Szenen einer Ehe

von Quirin Pusch

 

Die Frau ächzte. Die Nacht hatte keine Abkühlung gebracht, schon in den frühen Morgenstunden war das Wetter drückend heiß. Über den Tag würde sich die Schwüle noch verstärken. Während sie stöhnte, hatte sich bereits die kleine Maschinerie im Kopf des Mannes in Gang gesetzt, mit der er sein Geld verdiente. Der schattige Balkon gewährte morgens als einziger Platz noch etwas frische Luft. Klaus Fullenhäuser versuchte seine Gattin davon zu überzeugen, die wenigen erträglichen Stunden zu nutzen. Er insistierte nicht, das machte sie erfahrungsgemäß misstrauisch. Trotzdem versuchte er mit dem Vorschlag, sich ihrer für ein paar Stunden zu entledigen, damit er ungestört arbeiten konnte.

Brigitte Fullenhäuser war nicht dumm, besaß jedoch eine gewisse Naivität. Sie konnte seine Arbeit nicht nachvollziehen. Damit stand sie nicht allein; den meisten ging es so, dass sie nicht verstanden, wie er arbeitete. Sie sahen das Ergebnis, bestaunten es gelegentlich, hatten hingegen keine Vorstellung, wie es entstand. Ihnen war das tägliche Ringen um Sätze oder gar einzelne Wörter nicht geläufig. Es fehlte ihnen das Gespür für die Dramatik, die sich hinter der Stirn des Schriftstellers abspielte.
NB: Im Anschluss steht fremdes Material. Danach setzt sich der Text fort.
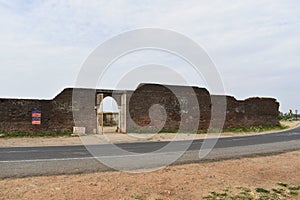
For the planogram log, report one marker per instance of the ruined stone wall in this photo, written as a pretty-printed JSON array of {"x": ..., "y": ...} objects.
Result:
[
  {"x": 16, "y": 114},
  {"x": 250, "y": 112},
  {"x": 175, "y": 112}
]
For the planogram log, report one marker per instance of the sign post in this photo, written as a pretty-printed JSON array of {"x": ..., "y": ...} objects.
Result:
[{"x": 36, "y": 117}]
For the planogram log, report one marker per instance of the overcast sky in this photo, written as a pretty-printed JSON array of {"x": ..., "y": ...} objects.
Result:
[{"x": 255, "y": 45}]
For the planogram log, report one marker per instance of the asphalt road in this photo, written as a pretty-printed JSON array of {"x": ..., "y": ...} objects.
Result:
[{"x": 31, "y": 161}]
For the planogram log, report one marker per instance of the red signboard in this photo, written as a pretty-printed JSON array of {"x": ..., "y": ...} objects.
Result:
[{"x": 36, "y": 117}]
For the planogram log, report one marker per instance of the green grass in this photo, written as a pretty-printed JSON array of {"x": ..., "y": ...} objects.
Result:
[
  {"x": 256, "y": 129},
  {"x": 22, "y": 134},
  {"x": 284, "y": 191}
]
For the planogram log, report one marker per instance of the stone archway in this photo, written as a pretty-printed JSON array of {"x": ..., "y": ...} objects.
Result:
[{"x": 119, "y": 100}]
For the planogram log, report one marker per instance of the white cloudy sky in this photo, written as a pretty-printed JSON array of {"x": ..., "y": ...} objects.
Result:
[{"x": 255, "y": 45}]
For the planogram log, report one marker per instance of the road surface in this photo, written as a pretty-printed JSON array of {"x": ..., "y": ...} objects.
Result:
[{"x": 53, "y": 160}]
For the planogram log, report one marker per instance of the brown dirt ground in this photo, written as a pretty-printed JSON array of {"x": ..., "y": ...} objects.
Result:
[{"x": 191, "y": 181}]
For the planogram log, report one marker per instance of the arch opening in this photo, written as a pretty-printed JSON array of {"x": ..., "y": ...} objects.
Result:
[{"x": 109, "y": 115}]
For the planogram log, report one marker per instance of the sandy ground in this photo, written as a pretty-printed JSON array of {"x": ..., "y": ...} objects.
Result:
[
  {"x": 117, "y": 138},
  {"x": 192, "y": 181}
]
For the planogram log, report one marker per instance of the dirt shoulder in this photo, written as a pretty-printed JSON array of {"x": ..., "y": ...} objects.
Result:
[
  {"x": 191, "y": 181},
  {"x": 118, "y": 138}
]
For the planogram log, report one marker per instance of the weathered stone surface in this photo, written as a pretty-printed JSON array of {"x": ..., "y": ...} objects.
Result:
[{"x": 150, "y": 106}]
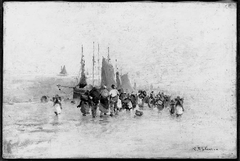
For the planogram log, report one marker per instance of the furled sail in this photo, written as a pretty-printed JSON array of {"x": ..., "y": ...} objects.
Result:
[
  {"x": 126, "y": 85},
  {"x": 107, "y": 74}
]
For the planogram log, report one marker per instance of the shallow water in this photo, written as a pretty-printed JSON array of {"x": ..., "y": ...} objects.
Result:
[{"x": 31, "y": 130}]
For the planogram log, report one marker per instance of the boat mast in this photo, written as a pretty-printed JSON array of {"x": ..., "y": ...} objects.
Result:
[
  {"x": 93, "y": 64},
  {"x": 108, "y": 55},
  {"x": 80, "y": 69},
  {"x": 98, "y": 67}
]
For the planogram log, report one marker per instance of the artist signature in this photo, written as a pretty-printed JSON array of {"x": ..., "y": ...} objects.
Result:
[{"x": 203, "y": 148}]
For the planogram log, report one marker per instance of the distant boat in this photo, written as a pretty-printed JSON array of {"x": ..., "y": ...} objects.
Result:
[
  {"x": 107, "y": 75},
  {"x": 126, "y": 85},
  {"x": 63, "y": 71}
]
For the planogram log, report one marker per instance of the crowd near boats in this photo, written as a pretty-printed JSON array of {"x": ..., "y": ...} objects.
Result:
[{"x": 114, "y": 93}]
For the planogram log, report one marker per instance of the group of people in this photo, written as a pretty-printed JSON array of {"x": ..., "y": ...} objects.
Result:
[
  {"x": 115, "y": 100},
  {"x": 161, "y": 101}
]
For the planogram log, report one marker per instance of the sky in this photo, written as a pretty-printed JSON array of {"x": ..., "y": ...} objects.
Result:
[{"x": 153, "y": 42}]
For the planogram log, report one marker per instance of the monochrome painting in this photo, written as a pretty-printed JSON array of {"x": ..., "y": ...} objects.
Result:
[{"x": 119, "y": 80}]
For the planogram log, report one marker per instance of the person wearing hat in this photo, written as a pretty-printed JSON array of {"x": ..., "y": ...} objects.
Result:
[{"x": 113, "y": 99}]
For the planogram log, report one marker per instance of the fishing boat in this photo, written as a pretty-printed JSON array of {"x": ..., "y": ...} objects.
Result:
[{"x": 107, "y": 77}]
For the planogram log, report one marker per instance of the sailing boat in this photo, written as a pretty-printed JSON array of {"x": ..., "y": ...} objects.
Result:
[
  {"x": 126, "y": 85},
  {"x": 78, "y": 89},
  {"x": 107, "y": 74},
  {"x": 63, "y": 71}
]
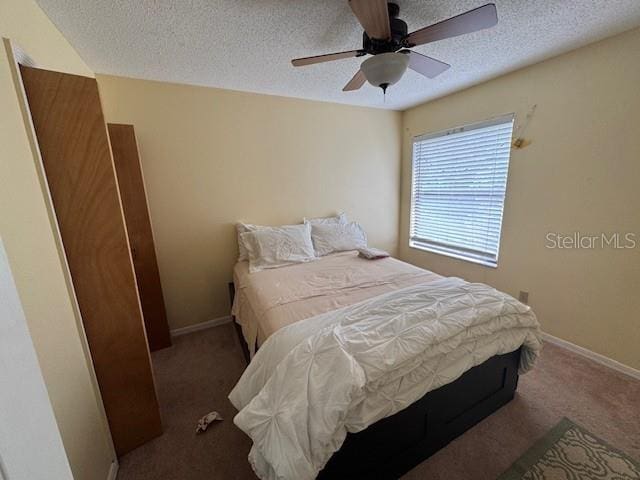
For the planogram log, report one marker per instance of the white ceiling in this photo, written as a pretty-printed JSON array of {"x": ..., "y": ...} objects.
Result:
[{"x": 248, "y": 44}]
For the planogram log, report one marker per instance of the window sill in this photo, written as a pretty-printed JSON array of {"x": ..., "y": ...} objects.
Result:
[{"x": 457, "y": 256}]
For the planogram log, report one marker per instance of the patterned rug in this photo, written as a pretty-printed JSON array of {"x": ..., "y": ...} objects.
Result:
[{"x": 569, "y": 452}]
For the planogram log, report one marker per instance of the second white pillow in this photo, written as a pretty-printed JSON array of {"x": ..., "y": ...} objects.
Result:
[
  {"x": 274, "y": 247},
  {"x": 329, "y": 238}
]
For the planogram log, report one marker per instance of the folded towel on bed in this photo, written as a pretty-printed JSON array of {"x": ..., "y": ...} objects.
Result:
[{"x": 371, "y": 253}]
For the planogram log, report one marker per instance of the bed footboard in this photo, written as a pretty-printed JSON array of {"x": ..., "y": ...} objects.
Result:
[{"x": 394, "y": 445}]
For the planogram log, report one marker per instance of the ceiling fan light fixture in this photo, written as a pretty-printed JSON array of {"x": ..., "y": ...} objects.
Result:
[{"x": 385, "y": 69}]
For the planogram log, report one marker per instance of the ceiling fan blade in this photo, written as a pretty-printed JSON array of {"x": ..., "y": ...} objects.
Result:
[
  {"x": 300, "y": 62},
  {"x": 427, "y": 66},
  {"x": 468, "y": 22},
  {"x": 373, "y": 15},
  {"x": 356, "y": 82}
]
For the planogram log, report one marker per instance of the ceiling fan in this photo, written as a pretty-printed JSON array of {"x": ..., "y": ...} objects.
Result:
[{"x": 386, "y": 37}]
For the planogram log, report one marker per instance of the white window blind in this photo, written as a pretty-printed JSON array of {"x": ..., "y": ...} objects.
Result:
[{"x": 458, "y": 189}]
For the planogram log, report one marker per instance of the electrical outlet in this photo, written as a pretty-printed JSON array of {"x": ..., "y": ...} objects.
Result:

Die leichtfüßige Form eines Textes war Resultat eines zähen Kampfes. Lediglich eine Minderheit interessierte sich für diesen Prozess, für den Großteil der alphabetisierten Gesellschaft war er nicht der Rede wert. Der Vorgang war der Gemahlin zu abstrakt. Da Klaus genug las, würde das Schreiben nicht allzu schwierig sein. Sie sah darin nur eine Art Bündelung, die Raffinierung dahinter verkannte sie. Herr Fullenhäuser musste nicht einfach etwas einspeisen, damit sich bald ein Ergebnis zeigte. Es handelte sich nicht um einen mehr oder weniger simplen Filterprozess, bei dem er aus einer Unmenge an Gelesenem etwas Neues erschuf. Ziel war es, einem Gedanken seine ureigenste Gestalt zu verleihen. Der Weg dorthin war nicht immer geradlinig. Texte konnten Widerstände bieten, gegen die Herr Fullenhäuser wiederholt anlaufen musste. Wo sie nicht zu überwinden waren, war es seine Aufgabe gangbare Alternativen aufzudecken.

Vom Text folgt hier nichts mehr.